By the time I graduated college and moved to Alaska, I no longer had any cassette tapes (though I *did* still have VHS tapes . . .which is an old fogey story for another day).
In 2001, I got my first iPod--the one with the click wheel. I LOVED that thing. We had ripped our entire CD collection into digital format in preparation, and since I didn't know I was getting an iPod, I also made a lot of mix CDs during this time. By then, I owned the computer equipment to rip and burn my own CDs. (These are some of the CDs I pulled back out of storage and am listening to again in my new-old car).
Over the years and iterations of iPods and then iPhones, I've gotten used to listening to music one song at a time, with options for random shuffle or by music genre or by album, or in whatever order I choose via playlists. I use streaming services in different settings, but I still like feeling like I "own" my music and we have a GIANT family hard drive full of all the mp3s we've collected over the years. I'm using my iPod less than I used to, and don't plan to replace it when it stops working, relying instead of my iPhone and streaming services, so another transition is going on right now.
What I almost never do any more is listen to an entire album. Albums are tricky. They might be great, featuring many songs you love which are carefully ordered to provide a listening experience that runs some kind of gamut of feelings or leads you through a narrative. They might also feel really random and include one or two things you like and a bunch of crap.

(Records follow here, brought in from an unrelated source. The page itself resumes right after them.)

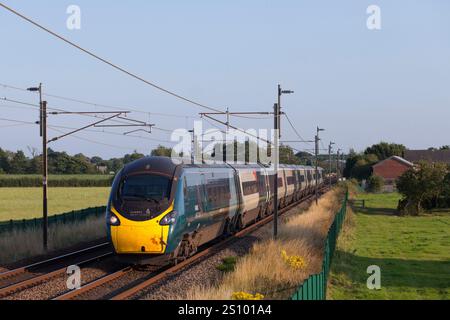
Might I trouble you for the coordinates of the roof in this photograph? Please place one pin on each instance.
(399, 159)
(428, 155)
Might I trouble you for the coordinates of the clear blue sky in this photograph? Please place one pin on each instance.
(362, 86)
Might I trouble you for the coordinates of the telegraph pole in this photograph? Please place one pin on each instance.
(277, 127)
(43, 134)
(276, 159)
(317, 163)
(44, 174)
(338, 165)
(330, 147)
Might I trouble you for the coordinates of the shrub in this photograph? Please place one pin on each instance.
(375, 184)
(422, 187)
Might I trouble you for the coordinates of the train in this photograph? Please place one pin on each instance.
(161, 212)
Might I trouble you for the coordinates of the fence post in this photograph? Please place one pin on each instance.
(315, 288)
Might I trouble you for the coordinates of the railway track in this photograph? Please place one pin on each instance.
(32, 275)
(129, 291)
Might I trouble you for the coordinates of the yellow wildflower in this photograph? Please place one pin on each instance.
(294, 262)
(246, 296)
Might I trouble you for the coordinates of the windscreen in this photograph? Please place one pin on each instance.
(146, 187)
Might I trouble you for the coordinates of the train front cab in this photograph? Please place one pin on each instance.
(141, 211)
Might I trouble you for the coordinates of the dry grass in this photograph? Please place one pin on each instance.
(265, 271)
(25, 244)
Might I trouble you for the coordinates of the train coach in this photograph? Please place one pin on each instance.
(159, 212)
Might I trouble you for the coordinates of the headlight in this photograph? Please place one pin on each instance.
(113, 220)
(169, 219)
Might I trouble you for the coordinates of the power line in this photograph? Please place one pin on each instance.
(99, 105)
(295, 130)
(17, 121)
(93, 141)
(121, 69)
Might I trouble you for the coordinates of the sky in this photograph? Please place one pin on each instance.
(363, 86)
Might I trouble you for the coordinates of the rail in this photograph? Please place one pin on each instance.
(69, 217)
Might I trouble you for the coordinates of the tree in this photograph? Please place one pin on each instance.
(287, 155)
(375, 184)
(161, 151)
(420, 184)
(359, 166)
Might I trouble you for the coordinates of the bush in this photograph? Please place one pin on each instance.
(375, 184)
(424, 187)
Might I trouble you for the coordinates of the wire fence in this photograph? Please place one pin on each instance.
(65, 218)
(315, 288)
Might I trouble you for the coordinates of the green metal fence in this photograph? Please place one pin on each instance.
(315, 288)
(65, 218)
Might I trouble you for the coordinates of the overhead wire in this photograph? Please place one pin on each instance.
(105, 61)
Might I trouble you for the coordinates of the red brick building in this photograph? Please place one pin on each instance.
(390, 169)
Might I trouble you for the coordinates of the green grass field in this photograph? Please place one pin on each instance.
(412, 252)
(26, 203)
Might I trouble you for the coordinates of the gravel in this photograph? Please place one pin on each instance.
(57, 286)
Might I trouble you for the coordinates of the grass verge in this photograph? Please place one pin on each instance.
(412, 252)
(274, 269)
(26, 203)
(21, 245)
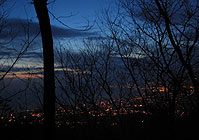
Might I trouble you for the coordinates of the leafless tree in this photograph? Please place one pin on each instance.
(158, 43)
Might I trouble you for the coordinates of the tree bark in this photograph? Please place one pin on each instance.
(48, 58)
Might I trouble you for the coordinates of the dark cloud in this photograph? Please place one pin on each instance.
(20, 28)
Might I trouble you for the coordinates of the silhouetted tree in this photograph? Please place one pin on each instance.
(49, 83)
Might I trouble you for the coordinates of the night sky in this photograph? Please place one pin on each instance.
(82, 10)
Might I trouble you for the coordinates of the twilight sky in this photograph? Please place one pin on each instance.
(82, 10)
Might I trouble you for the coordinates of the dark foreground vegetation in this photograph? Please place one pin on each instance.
(136, 126)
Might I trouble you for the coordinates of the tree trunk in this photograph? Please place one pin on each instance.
(48, 56)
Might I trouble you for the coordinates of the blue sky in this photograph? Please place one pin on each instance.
(82, 10)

Back to using CDs in The Tick, I've been listening to albums off all those old CDs again, and it's jarring. For every album that works as a single art piece, like The Rising by Bruce Springfield, there's one that feels like you have the same song recorded at mildly different speeds 13 times, like The Ramones CD I tried to listen to today.

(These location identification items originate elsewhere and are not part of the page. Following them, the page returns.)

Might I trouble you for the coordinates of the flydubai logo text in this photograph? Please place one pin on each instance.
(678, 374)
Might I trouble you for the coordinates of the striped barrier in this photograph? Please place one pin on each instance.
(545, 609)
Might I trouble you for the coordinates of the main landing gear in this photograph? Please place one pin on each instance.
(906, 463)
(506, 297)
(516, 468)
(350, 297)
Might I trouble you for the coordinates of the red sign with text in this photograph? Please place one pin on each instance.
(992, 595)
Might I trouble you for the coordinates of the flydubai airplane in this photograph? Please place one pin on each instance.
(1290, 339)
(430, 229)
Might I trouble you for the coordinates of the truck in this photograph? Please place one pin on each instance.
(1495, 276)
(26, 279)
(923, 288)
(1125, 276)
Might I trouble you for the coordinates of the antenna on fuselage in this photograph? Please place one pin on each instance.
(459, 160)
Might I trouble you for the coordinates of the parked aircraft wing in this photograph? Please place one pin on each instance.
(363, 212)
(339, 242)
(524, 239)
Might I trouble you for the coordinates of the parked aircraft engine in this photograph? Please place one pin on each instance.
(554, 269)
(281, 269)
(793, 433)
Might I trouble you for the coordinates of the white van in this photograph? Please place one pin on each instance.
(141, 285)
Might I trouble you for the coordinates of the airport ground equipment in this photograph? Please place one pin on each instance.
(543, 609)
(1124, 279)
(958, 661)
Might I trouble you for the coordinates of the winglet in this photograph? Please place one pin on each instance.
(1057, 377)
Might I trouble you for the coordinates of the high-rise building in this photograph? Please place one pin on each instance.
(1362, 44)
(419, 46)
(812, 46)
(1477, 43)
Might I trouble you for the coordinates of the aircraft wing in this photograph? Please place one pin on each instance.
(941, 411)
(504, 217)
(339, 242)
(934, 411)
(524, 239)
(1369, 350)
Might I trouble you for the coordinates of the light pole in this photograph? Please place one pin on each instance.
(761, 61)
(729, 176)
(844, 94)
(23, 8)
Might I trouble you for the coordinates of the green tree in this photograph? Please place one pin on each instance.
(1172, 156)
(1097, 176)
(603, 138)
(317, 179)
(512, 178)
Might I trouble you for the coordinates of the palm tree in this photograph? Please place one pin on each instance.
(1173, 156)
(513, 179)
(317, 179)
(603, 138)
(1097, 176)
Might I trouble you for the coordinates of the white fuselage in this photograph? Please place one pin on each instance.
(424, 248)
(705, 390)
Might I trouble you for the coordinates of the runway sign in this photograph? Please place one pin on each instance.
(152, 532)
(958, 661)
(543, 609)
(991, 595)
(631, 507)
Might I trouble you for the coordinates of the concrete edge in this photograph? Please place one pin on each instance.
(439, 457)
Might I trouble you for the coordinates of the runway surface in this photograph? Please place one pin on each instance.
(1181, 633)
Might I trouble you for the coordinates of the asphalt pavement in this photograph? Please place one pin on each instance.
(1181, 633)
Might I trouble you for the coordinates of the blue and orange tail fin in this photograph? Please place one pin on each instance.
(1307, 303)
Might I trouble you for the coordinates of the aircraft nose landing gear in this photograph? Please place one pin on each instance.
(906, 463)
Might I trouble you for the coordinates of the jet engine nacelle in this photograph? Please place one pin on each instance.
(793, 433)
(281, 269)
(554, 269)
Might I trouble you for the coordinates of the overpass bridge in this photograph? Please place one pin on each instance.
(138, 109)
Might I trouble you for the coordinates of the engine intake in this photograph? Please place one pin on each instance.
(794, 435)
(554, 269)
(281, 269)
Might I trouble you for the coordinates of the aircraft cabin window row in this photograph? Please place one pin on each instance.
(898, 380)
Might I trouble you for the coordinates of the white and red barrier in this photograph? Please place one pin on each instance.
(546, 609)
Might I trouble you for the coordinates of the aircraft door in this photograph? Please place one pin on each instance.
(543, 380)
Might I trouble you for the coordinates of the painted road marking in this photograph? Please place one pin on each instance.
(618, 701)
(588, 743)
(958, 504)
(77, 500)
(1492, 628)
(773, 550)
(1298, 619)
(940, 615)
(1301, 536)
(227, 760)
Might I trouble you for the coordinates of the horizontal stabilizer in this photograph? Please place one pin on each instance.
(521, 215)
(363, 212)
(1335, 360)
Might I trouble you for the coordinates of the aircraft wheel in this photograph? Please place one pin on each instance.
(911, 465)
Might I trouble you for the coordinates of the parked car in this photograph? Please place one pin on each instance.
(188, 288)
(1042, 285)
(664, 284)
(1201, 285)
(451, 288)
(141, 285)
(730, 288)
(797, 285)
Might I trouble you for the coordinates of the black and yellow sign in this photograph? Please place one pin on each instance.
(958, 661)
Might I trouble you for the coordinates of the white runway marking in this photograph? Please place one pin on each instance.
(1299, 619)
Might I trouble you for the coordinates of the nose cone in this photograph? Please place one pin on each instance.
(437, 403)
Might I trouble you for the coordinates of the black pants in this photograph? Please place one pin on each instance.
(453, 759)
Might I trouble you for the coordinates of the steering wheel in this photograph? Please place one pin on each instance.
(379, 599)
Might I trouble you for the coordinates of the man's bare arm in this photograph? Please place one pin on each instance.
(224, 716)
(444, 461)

A fun thing, though, has been discovering all the mix CDs I made back in 2001, and in the years since. I found one collecting songs my then-toddler loved (she's 17 now). I found CDs I bought at music festivals I attended during grad school. CDs that I bought to replace earlier technology, music I first loved on 45s or cassettes. That collection we made for our wedding. Kindermusik, Kim Possible, and Laurie Berkner, from earlier stages in my children's lives.
Just like browsing your book collection after a lifetime of collecting, these CDs are a history of who I am and where I've been, what and who I loved at different times, how I felt.
You know, maybe I won't throw them out when I decide to splurge on that new stereo system after all. There might just be too much of me in them.